TID distance of 1 may cause timed out state to be selected for incoming packet

Question

TID distance of 1 may cause timed out state to be selected for incoming packet

magshaw opened this issue 5 years ago · comments

We've been running a system with lots of nodes, some sharing the same set of messages.

We found that after a target node had timeout out once the system enters a strange state where new messages (with a higher TID) pick up state from an old transfer and don't process because of TID/TOGGLE mismatches.

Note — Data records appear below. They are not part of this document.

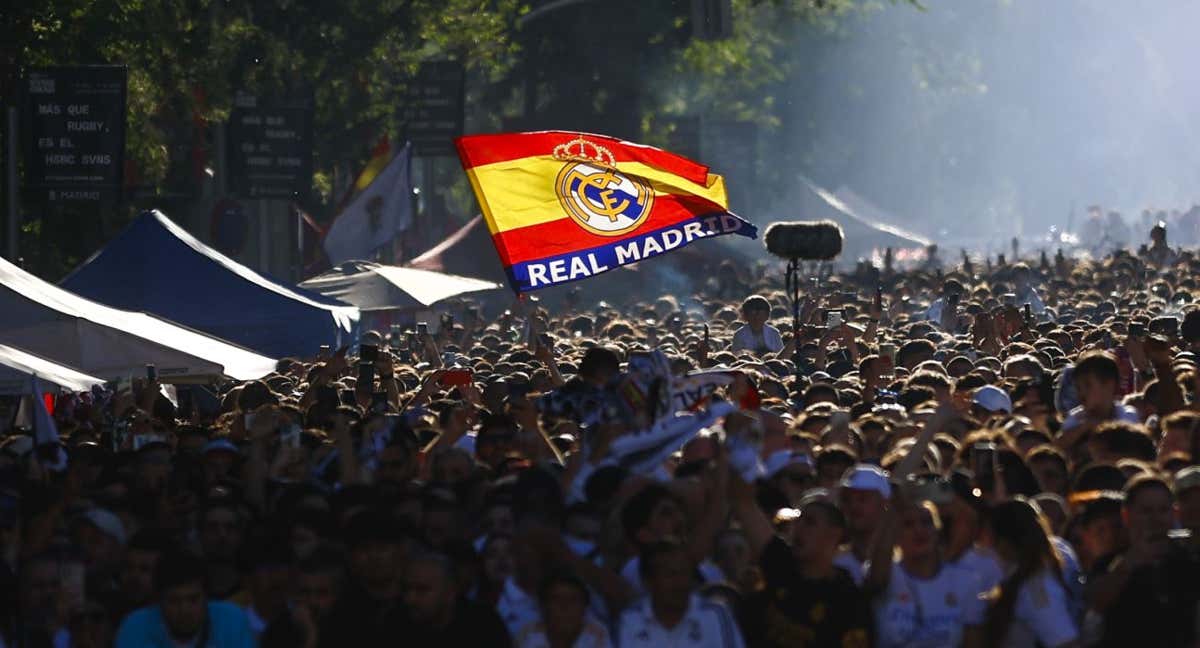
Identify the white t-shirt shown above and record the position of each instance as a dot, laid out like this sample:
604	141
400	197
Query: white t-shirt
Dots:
928	613
1121	412
1042	615
708	573
745	340
593	635
856	568
983	563
517	609
705	624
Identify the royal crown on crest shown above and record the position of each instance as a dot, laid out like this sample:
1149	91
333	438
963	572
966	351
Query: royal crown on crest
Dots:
581	150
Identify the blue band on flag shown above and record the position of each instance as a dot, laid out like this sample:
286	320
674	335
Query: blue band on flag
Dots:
591	262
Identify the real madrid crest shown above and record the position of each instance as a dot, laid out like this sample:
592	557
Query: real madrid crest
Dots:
597	196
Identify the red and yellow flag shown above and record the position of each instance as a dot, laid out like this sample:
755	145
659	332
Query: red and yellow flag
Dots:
564	207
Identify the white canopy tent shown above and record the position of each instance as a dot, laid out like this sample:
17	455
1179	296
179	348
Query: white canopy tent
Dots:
376	287
18	367
108	342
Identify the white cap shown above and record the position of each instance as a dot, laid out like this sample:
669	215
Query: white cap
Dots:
107	522
993	399
783	459
864	477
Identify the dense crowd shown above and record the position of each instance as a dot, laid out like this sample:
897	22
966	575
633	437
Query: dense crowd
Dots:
964	456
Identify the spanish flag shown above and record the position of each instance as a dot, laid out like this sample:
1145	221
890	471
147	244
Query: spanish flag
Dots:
563	207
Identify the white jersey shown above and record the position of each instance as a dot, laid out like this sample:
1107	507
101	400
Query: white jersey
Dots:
1042	615
856	568
592	636
708	573
1121	412
705	624
984	563
928	613
517	610
747	340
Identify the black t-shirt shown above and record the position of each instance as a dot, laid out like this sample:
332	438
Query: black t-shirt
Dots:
358	619
796	612
1158	604
474	624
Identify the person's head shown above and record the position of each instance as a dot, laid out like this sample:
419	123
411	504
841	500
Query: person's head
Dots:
864	495
1049	466
142	557
1097	527
318	582
756	311
817	531
913	353
1096	377
1147	508
1020	537
377	547
1187	492
667	574
220	528
179	585
919	528
939	383
832	462
451	466
496	438
430	589
1115	441
497	558
732	553
564	601
599	365
40	586
653	515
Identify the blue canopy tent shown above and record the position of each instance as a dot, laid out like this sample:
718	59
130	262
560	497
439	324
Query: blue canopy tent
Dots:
156	267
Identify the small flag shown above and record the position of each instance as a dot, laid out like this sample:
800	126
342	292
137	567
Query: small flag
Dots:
563	207
379	157
376	216
45	431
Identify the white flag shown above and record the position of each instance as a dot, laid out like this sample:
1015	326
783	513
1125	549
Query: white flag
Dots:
45	431
376	215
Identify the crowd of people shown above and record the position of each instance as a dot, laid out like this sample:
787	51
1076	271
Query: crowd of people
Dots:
947	456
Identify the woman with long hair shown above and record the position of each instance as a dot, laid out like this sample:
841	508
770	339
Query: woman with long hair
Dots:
921	600
1031	606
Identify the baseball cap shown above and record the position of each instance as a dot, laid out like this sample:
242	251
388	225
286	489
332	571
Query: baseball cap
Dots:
993	399
865	477
783	459
1187	479
216	445
107	522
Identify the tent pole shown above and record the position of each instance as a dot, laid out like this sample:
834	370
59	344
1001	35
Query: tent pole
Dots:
12	189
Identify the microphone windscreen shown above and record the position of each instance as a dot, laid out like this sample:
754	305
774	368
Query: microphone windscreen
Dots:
809	240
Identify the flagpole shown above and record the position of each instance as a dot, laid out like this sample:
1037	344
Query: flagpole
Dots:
295	210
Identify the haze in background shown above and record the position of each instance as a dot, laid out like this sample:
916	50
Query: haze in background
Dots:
977	120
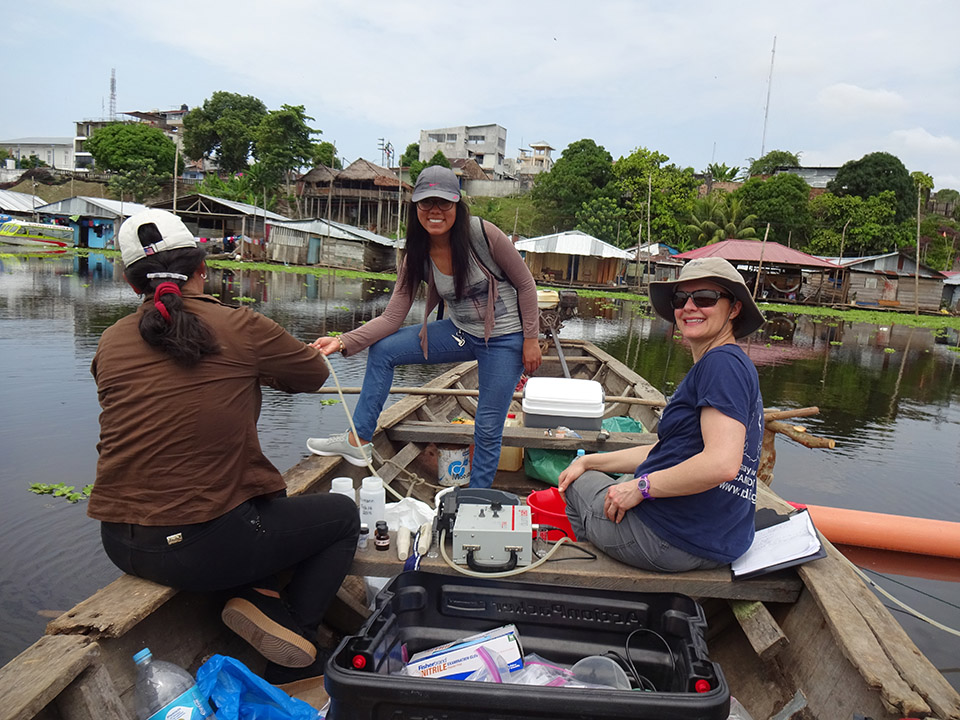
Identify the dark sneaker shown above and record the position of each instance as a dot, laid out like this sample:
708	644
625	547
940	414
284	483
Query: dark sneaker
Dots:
268	626
340	445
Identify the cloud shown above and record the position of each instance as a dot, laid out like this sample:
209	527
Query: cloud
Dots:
848	99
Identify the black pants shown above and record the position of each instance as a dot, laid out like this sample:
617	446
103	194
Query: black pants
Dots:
315	536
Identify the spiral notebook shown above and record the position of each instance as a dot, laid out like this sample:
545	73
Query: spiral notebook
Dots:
787	542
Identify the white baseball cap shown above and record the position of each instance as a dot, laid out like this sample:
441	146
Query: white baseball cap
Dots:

On further inspection we can see that

Tracing this back through the code I think there is a bug in the computation of the not_previous_tid variable - this causes needs_restart to not be true and the transfer to be rejected for bad TIDs and TOGGLEs

Substituting:

    const bool not_previous_tid =
        computeTransferIDForwardDistance((uint8_t) rx_state->transfer_id, TRANSFER_ID_FROM_TAIL_BYTE(tail_byte)) > 1;

for

    const bool not_previous_tid =
        computeTransferIDForwardDistance((uint8_t) rx_state->transfer_id, TRANSFER_ID_FROM_TAIL_BYTE(tail_byte)) != 0;

Fixes this issue. This seems plausible as well, as a distance of 1 is indeed not_previous_tid

Does this seem reasonable or are we maybe missing something here?

Pavel Kirienko · Answer 1 · Thu Aug 01 2019 01:48:12 GMT+0800 (China Standard Time)

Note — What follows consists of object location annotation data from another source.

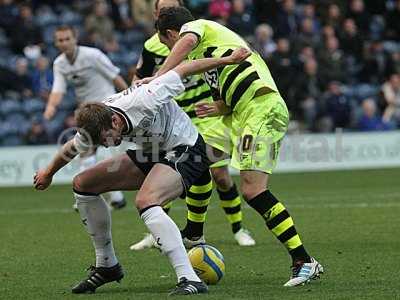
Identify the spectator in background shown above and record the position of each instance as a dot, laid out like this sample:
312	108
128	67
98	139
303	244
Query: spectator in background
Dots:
281	64
8	15
332	64
396	62
361	17
264	44
391	98
393	23
18	79
98	24
307	93
336	109
37	134
287	21
219	10
42	78
24	32
241	19
328	31
351	41
309	12
378	63
266	11
370	120
121	13
308	36
143	14
334	17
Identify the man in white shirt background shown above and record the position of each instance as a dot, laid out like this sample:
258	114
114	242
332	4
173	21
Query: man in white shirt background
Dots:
93	77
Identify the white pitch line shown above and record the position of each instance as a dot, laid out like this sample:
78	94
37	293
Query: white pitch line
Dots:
310	206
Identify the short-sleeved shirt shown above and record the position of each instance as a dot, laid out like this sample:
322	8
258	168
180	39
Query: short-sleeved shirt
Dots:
153	119
236	83
91	74
153	56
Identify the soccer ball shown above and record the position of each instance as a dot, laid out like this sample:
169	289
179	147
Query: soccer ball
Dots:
208	263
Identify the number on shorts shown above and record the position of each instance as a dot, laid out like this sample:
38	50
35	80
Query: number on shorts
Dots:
247	142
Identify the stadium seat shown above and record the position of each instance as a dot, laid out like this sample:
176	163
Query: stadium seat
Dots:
33	106
9	106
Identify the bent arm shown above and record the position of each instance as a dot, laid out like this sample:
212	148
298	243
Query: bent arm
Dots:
203	65
179	52
62	158
120	83
52	104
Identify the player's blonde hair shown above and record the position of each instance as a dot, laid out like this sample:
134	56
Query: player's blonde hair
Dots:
92	119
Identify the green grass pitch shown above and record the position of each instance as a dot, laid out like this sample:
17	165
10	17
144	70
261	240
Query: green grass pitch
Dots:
348	220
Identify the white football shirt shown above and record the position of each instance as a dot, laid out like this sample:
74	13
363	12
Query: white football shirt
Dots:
154	121
91	74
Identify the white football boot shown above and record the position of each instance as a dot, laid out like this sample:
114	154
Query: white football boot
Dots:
147	242
303	273
189	244
243	238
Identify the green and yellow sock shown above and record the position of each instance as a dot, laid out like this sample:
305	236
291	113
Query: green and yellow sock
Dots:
197	200
280	223
230	202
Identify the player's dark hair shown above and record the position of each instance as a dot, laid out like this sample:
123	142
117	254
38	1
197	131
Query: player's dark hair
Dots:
92	119
180	3
66	28
173	18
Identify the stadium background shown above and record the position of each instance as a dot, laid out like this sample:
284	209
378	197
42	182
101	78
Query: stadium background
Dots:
337	63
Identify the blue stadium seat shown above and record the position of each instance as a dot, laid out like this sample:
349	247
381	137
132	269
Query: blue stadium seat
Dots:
10	106
12	140
33	106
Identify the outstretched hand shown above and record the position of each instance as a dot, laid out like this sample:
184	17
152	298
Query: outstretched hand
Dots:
238	55
143	81
41	180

I apologize for the slow response. I've read your post back in June, but I knew immediately that sorting this out is going to take time so I had to table the issue until later. The later is now.

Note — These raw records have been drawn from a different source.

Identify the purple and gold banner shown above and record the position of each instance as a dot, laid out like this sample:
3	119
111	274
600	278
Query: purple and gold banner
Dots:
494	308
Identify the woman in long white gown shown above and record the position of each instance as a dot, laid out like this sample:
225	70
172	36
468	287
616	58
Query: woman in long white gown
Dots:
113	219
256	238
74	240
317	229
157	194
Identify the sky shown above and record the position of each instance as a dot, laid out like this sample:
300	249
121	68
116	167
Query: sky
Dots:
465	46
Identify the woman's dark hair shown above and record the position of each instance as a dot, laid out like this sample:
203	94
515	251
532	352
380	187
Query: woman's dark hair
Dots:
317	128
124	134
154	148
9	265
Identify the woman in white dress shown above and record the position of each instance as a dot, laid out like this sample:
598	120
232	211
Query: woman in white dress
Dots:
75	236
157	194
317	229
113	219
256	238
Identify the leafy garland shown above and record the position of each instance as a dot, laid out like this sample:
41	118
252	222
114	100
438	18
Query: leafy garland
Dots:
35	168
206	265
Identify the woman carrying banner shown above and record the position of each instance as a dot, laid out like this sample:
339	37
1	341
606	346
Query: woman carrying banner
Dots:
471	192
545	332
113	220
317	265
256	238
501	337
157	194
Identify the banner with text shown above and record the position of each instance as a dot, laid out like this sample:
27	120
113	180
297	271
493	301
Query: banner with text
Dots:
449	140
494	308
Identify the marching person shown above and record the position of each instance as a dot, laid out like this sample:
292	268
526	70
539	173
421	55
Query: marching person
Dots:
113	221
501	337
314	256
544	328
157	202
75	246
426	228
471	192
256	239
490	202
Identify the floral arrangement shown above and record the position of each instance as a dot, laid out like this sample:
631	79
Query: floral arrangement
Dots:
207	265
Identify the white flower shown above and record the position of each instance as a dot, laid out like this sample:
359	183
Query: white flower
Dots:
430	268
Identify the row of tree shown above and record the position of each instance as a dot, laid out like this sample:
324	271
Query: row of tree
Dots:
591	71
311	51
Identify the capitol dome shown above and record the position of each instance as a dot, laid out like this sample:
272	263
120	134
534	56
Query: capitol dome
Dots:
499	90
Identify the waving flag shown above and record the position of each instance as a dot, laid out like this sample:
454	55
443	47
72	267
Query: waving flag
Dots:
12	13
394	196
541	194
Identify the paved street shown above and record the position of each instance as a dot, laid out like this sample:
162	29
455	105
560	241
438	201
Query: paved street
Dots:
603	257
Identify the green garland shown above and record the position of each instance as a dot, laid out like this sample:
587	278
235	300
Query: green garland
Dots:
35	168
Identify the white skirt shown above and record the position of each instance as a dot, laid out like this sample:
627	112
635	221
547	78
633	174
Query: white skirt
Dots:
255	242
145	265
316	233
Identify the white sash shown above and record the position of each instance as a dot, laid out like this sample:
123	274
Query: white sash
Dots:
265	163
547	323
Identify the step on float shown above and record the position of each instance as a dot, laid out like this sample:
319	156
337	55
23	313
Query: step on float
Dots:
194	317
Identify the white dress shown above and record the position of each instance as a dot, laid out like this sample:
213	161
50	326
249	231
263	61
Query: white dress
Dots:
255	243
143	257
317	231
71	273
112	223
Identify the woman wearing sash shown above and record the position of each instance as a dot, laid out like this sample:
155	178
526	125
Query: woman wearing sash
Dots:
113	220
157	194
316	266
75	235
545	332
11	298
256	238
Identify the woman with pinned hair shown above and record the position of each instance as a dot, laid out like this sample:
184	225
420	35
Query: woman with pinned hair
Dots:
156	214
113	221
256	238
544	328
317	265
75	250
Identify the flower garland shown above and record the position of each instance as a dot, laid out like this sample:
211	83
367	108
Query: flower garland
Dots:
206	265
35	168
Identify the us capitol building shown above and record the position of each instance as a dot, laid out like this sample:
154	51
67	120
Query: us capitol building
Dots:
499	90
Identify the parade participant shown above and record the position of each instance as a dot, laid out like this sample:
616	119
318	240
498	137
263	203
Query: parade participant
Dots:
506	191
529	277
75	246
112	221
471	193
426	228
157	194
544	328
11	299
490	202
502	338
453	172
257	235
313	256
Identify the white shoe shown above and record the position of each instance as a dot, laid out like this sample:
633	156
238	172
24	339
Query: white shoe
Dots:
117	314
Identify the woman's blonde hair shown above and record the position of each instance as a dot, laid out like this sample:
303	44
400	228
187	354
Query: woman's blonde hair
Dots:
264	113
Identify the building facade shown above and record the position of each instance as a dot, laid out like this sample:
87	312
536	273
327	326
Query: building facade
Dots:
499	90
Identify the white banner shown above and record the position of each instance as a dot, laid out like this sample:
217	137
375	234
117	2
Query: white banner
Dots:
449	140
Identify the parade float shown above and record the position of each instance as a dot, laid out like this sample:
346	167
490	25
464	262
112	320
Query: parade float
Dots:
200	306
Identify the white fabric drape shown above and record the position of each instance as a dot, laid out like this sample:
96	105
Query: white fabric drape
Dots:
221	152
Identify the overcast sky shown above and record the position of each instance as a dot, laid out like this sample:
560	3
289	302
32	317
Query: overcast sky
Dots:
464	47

Does this seem reasonable or are we maybe missing something here?

I've just spent an hour digging through my old records trying to understand what is happening. Long story short, the problem is that the arguments to computeTransferIDForwardDistance() are swapped. Being human, I am prone to mistakes of that sort.

This is the pseudocode from Specification:

Observe that the local state is on the right; the received transfer-ID is on the left. The algorithm requires us to compute the number of increment operations that need to be applied to the received value in order to equalize it with the local state. This algorithm is implemented correctly in libuavcan and pyuavcan:

https://github.com/UAVCAN/libuavcan/blob/67e56232362aea9f9606d0e80454e6abcae5ff5a/libuavcan/src/transport/uc_transfer_receiver.cpp#L201

https://github.com/UAVCAN/pyuavcan/blob/281680b28657574818348ec5a67347f129525d44/pyuavcan/transport/can/_session/_transfer_receiver.py#L53

Notice that in libcanard the argument order is different, hence the problem you've observed. Swapping the argument order on your branch while keeping the correct comparison > 1 (strictly greater) makes your unit tests pass.

mike7c2 · Answer 2 · Tue Aug 20 2019 00:42:31 GMT+0800 (China Standard Time)

Hi Pavel, my apologies too, things have been hectic my end! I will get this done and back to you tonight/tomorrow.

Pavel Kirienko · Answer 3 · Sun Mar 08 2020 11:27:19 GMT+0800 (China Standard Time)

Fixed in #142

Fovery · Answer 4 · Tue Feb 20 2024 10:08:03 GMT+0800 (China Standard Time)

遇到的同样的问题，发现原因是：发送端应该每条消息使用独立的transfer_id，而不要所有的消息共用同一个递增的transfer_id。
The same issue encountered was found to be caused by the sender using a unique transfer_id for each message, instead of all messages sharing the same incrementing transfer_id.

Pavel Kirienko · Answer 5 · Tue Feb 20 2024 18:01:49 GMT+0800 (China Standard Time)

A publishing node shall use a separate transfer-ID counter per subject (topic). Usage of a shared transfer-ID counter for all subjects is non-compliant and will cause issues.